I was caught in what Dr. Pylko called a “perfect storm” of vulnerability: a genetic predisposition to addiction, a great deal of emotional disorder and trauma in my young years, the early drug-and-alcohol experimentation that tripped me right into addiction, and the ongoing daily craziness of our lives. That doesn’t mean that the life of a model or a rock star is automatically wired for disaster—it simply means that if all the ingredients are there, the odds for disaster go up. He also told me that there was ongoing research into genes that might code for resilience—that just as I might be predisposed or vulnerable to bad things, I could also be predisposed for good ones. Creativity, maybe. My love for music. My sense of humor. Maybe that was all genetic, too.

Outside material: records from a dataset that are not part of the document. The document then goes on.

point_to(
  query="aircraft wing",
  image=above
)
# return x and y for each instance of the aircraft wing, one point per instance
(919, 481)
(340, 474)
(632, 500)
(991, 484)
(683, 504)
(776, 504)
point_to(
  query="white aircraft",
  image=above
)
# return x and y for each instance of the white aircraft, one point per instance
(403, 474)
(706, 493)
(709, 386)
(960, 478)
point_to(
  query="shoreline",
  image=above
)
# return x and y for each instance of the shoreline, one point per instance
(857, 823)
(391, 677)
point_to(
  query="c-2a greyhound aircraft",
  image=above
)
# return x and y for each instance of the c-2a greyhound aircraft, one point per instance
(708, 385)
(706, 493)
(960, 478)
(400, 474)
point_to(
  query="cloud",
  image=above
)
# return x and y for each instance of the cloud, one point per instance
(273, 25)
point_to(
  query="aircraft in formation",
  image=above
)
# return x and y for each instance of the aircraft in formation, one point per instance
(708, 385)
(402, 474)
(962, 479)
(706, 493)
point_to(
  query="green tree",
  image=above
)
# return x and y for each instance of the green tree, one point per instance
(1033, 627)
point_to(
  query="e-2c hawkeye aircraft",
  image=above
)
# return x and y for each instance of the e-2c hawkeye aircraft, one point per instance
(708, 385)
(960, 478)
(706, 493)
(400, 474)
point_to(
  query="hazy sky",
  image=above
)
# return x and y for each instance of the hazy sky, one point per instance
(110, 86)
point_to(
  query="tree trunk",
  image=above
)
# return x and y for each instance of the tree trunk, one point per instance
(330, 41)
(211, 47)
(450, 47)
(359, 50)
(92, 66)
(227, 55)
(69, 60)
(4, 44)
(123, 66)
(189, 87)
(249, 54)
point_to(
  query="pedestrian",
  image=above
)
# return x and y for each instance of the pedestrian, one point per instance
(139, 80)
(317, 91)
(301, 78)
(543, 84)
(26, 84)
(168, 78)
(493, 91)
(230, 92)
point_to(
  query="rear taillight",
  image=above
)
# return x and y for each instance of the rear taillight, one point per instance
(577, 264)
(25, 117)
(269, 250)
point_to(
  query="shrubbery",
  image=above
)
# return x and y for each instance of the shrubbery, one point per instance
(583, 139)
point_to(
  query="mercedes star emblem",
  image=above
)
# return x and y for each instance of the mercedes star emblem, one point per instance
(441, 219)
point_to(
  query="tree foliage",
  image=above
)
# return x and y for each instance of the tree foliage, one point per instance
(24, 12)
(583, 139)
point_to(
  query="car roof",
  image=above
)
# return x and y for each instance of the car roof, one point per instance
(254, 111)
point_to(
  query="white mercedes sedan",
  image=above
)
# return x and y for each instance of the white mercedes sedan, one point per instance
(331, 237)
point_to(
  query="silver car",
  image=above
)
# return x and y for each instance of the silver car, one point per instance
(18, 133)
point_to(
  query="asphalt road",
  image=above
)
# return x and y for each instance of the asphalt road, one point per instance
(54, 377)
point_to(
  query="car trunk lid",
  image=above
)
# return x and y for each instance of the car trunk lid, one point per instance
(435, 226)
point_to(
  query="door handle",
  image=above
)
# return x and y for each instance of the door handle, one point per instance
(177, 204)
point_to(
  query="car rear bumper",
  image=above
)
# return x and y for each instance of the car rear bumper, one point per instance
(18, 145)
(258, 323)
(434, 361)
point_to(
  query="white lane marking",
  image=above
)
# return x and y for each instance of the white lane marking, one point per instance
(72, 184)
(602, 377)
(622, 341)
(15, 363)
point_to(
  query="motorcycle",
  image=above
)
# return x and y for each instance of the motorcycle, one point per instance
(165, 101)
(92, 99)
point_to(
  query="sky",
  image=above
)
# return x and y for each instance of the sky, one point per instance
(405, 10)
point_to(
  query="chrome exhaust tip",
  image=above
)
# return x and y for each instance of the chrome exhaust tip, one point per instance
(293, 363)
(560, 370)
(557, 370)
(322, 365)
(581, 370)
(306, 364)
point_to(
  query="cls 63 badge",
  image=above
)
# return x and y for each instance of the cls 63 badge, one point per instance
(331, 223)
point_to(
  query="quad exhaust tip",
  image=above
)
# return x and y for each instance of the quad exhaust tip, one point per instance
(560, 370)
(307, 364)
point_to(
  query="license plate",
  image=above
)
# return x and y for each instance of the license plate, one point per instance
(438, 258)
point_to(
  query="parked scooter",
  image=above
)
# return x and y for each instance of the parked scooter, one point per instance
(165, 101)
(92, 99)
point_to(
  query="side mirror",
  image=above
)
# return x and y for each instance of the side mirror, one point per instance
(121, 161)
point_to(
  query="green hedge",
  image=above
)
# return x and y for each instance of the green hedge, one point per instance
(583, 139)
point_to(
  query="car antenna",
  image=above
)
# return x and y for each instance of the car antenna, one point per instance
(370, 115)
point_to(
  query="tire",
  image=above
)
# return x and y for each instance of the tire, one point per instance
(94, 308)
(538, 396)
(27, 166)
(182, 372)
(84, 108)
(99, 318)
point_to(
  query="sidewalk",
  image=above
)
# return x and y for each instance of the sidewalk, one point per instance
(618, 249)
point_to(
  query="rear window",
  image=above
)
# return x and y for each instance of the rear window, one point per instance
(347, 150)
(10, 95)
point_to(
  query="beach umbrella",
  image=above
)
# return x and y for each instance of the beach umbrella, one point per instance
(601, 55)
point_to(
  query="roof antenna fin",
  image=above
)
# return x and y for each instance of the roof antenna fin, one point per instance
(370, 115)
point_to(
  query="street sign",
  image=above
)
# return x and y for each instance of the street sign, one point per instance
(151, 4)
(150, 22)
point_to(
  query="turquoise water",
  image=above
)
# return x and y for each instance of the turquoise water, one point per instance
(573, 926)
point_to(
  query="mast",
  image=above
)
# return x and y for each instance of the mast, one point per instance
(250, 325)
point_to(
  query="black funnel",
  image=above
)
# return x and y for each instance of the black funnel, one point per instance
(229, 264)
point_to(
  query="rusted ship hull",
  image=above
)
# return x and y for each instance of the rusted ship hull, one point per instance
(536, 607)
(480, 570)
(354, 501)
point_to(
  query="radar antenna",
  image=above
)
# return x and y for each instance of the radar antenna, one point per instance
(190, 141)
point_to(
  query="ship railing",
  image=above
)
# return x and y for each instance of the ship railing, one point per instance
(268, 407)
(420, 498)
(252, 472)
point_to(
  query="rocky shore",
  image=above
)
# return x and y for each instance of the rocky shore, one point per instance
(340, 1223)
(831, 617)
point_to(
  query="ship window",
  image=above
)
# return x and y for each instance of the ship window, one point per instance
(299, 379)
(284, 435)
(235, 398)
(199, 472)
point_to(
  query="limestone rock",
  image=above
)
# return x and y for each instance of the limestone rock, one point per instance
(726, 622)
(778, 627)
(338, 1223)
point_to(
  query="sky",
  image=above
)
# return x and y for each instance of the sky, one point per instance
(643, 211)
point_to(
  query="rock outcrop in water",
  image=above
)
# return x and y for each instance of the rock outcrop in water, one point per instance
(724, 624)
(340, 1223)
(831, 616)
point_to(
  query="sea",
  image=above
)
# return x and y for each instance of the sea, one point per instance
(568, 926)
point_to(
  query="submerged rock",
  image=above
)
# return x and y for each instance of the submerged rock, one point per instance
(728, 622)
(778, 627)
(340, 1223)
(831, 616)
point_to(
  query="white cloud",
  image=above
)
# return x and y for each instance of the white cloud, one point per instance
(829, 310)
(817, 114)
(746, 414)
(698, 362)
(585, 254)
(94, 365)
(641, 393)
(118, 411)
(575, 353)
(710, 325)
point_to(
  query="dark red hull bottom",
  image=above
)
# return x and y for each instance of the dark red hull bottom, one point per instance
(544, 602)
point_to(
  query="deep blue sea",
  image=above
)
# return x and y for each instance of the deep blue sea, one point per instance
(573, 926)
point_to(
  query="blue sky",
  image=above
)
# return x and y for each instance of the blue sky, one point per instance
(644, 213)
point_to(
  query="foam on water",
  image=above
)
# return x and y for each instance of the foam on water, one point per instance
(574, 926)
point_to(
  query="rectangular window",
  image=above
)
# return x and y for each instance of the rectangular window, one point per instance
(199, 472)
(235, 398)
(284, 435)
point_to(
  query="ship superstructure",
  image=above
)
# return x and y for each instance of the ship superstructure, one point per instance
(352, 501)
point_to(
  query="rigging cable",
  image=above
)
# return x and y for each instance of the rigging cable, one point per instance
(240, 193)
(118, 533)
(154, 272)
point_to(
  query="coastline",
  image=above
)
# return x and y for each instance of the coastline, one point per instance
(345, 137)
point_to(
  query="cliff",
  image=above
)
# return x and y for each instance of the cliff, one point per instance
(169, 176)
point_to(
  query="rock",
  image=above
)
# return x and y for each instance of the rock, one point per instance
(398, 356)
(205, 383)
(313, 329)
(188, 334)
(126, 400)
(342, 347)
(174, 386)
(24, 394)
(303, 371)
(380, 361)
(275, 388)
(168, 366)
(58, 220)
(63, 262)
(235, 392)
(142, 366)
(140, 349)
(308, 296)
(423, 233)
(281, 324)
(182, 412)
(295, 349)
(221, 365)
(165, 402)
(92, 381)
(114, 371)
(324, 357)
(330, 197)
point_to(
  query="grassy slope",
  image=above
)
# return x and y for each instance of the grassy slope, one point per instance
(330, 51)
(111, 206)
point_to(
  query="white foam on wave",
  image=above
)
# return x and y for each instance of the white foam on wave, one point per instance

I asked him why it was only the depression that the other doctors kept seeing, and that I kept feeling, when this other half of me
existed and nobody really seemed to have pegged it correctly. “With some manic episodes, people don’t remember, or they’re not reliable witnesses about their own behavior,” Dr. Pylko said. He told us of a patient some years ago who bought three cars in a day. The man was wealthy, so his big buys didn’t seem extreme or manic to him; in fact, he had to be reminded that he’d done that. I’d been having intermittent manic episodes for years—for example, much of the chemical charge I got from the drug-run years was from the risk, the edge of it. That was as much about mania as it was about addiction: the chronic sleeplessness, the constant arranging/rearranging, and, of course, the trip to Palm Springs.

Yes, he said, there were drug therapies for bipolar disorder, and we’d begin trying them, but I couldn’t just grab the meds and run—I had to have a plan. Talk therapy was going to be a part of it; trying to make my life consistent would be another part. And I had to take my health seriously. Bipolar patients have a significantly higher risk of cardiovascular and respiratory disease, cerebrovascular (stroke) and endocrine (diabetes) disorders as well. This isn’t just self-indulgent neurosis we’re talking about—it’s about my wanting to be around when my children have children. I had to get going on that plan immediately.

In addition to the meds and the talk therapy, he said, there were “side” prescriptions: common-sense stuff. “If you want to have optimal stability, you’ve got to have an optimal life,” he said. Regular bedtime, regular wake time, nutrition that works, a routine that keeps all the machinery in working order. Is this how normal people lived? What would I have to give up? Staying up all night, evidently. Vodka-water with a slice of lime, probably. Drama, maybe. Did I have to be bored, or boring, in order to be well?

“Even in ‘normal’ life,” he said, “ambition or circumstances can work against the stability prescription. I don’t sleep eight hours—I barely get six, and nutrition goes to hell for days at a time. Then I oversleep on weekends, and we pay a price for that, too, especially as we age. I eat on the run; the cell phone’s always at me. But once you become aware of what it costs you, you’ll start to make small adjustments. It won’t feel like giving things up; it’ll feel like taking your life back into your own hands. In the meantime, the meds will help you get the calm and focus that you need to make these changes. It’ll take time, but I believe you can do it.”

It wouldn’t all be roses, he cautioned me. Addiction recovery, or accepting a diagnosis of a mental disorder, both often require what he called “the mourning of the healthy self.” I thought I was this person, it turns out I’m that person. The sorrow of that can be a relapse trigger in addiction recovery, and it can kick off depression again as well. It’s humbling. Ultimately, in order to take care of myself, I had to accept my life. If I didn’t, I’d stay sick. It wouldn’t be as simple as that, of course—figuring out the right treatment and strategy for me might take years. I might be fighting for it for the rest of my life.